Madri – A entrada em massa de marroquinos em Ceuta levou o governo espanhol a intensificar as repatriações e provocou o restabelecimento de controles em fronteiras por parte de Itália e França. A crise, que se estende desde o início da semana, foi classificada pelo primeiro-ministro Pedro Sánchez como “violação da integridade territorial da Espanha”.
53 mil retornos voluntários
Fontes policiais informaram à Agência EFE que cerca de 53 mil dos migrantes que chegaram irregularmente à cidade autônoma voltaram espontaneamente ao Marrocos até as 20h de sexta-feira (31). O governo espanhol estimava 50 mil entradas, enquanto a administração local elevava o número para 60 mil.
A maioria dos recém-chegados é composta por jovens marroquinos de 18 a 35 anos.

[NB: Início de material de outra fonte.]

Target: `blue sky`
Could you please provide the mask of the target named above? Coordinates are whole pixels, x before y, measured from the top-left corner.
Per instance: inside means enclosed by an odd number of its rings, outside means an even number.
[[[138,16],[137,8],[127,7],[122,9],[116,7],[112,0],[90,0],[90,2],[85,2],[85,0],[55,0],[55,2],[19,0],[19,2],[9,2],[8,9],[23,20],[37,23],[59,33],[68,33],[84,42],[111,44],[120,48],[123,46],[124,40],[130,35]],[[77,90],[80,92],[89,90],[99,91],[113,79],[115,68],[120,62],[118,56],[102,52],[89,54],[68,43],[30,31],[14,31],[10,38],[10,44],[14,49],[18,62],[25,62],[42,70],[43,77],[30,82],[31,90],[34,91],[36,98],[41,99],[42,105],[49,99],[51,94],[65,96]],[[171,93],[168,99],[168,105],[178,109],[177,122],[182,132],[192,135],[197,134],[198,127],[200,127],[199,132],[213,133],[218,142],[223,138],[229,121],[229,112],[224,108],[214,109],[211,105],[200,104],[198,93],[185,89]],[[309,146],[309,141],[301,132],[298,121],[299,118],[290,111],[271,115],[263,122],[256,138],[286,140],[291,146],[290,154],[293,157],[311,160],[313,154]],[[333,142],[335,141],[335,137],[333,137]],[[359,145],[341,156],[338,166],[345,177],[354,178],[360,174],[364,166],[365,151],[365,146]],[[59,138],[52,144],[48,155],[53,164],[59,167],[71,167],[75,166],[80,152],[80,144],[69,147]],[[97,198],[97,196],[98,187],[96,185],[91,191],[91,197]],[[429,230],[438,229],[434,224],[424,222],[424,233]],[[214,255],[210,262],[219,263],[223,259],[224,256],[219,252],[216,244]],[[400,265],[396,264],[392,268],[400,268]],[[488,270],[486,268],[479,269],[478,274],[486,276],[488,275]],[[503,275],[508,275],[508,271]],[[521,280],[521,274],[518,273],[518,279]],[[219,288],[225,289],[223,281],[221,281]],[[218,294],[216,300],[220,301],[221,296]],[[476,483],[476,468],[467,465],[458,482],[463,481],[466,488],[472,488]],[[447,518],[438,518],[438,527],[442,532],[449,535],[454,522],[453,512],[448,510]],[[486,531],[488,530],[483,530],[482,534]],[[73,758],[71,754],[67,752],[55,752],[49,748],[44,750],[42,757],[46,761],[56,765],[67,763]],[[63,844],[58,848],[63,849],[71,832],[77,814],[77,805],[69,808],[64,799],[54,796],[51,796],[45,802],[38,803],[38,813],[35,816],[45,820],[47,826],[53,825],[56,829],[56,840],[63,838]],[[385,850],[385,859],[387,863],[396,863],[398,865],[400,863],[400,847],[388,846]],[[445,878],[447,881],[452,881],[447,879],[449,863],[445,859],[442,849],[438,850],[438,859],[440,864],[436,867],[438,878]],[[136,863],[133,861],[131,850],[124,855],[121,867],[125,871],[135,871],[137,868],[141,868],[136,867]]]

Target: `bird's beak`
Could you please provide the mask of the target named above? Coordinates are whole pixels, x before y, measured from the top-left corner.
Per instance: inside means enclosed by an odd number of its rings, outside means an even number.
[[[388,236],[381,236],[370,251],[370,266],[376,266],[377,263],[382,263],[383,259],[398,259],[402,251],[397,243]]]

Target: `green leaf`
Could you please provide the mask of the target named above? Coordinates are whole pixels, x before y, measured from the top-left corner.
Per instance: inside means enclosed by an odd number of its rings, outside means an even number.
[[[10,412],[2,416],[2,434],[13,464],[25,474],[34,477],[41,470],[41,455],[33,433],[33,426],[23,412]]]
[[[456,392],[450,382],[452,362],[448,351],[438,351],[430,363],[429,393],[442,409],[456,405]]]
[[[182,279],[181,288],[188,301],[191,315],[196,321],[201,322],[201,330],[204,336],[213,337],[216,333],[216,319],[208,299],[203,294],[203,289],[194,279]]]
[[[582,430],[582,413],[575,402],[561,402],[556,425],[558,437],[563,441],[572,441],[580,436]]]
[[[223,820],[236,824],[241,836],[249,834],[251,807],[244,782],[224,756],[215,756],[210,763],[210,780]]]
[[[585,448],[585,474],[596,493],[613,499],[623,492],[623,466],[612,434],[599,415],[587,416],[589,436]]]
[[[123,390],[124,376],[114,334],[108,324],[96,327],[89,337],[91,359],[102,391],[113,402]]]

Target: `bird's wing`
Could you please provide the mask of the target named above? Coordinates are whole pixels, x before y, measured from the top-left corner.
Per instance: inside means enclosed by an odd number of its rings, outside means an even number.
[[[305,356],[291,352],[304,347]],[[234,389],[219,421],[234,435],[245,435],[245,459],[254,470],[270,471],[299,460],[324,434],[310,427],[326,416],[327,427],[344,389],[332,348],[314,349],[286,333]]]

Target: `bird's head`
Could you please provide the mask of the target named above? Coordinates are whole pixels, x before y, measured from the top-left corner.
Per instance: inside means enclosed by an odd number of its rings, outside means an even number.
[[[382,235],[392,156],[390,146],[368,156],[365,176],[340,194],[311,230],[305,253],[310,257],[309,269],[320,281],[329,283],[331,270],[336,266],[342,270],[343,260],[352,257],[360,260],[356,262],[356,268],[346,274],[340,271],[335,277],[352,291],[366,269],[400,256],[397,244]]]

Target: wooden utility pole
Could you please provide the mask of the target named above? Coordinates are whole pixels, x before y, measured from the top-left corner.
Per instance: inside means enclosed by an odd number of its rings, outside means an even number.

Muitos decidiram regressar após o acordo firmado entre Madri e Rabat para facilitar a repatriação e diante da falta de serviços comerciais em funcionamento na cidade.
Medidas espanholas
Em visita a Ceuta, Sánchez atribuiu a crise a redes de tráfico humano que, segundo ele, exploraram brecha aberta por recente decisão da Suprema Corte. O tribunal proibiu devoluções sumárias de migrantes interceptados no mar, salvo se existirem barreiras físicas que delimitem a fronteira marítima.
O premiê anunciou estudo para instalar boias no quebra-mar que separa Ceuta da vizinha Castillejos, além de possíveis mudanças legais para acelerar deportações. O diálogo com as autoridades marroquinas, destacou, “tem sido constante”.
Resposta humanitária
A Diocese de Cádiz e Ceuta destinou todas as coletas paroquiais do fim de semana ao atendimento dos migrantes por meio do Centro de Atendimento ao Migrante São Antonio. A Conferência Episcopal pediu que as ações governamentais respeitem a legislação e a dignidade humana.
Itália e França apertam vigilância
Em Roma, a primeira-ministra Giorgia Meloni anunciou controles temporários em portos e aeroportos para viajantes vindos da Espanha que não sejam cidadãos da União Europeia. A medida é justificada por “razões de segurança nacional” e, segundo o governo italiano, terá caráter excepcional. Meloni também ofereceu apoio a iniciativas da UE destinadas a reforçar as fronteiras externas do bloco.
Já a França ampliou o efetivo na divisa com a Espanha para 334 policiais e gendarmes a partir de sábado (1º). O ministro do Interior, Laurent Núñez, informou o uso adicional de drones, três aeronaves e patrulhas nos trens transfronteiriços. O presidente Emmanuel Macron manifestou solidariedade a Madri e defendeu participação da agência europeia Frontex, enquanto ordenava barreiras para impedir a passagem clandestina de migrantes.
Posição de Bruxelas
A Comissão Europeia lembrou que qualquer reintrodução de controles internos no espaço Schengen deve ser comunicada e justificada às instituições do bloco. Até o momento, o órgão confirmou não haver deslocamentos significativos de migrantes de Ceuta para o restante da Espanha e afirmou que a prioridade continua sendo o retorno ao Marrocos.
Impactos locais
O presidente da cidade autônoma, Juan Jesús Vivas, solicitou a declaração de emergência nacional para centralizar a resposta, pedido negado pelo Executivo. Nas ruas de Ceuta, congestionamentos, bloqueios viários, fechamento antecipado do comércio e superlotação dos centros de acolhimento foram registrados nos últimos dias.
A crise ocorre poucos meses após a aprovação, pelo governo espanhol, de reforma que prevê a regularização de cerca de 500 mil estrangeiros em situação irregular. Segundo Mohamed Benaissa, do Observatório Norte dos Direitos Humanos, publicações de jovens que conseguiram chegar à Espanha teriam estimulado novas tentativas de travessia.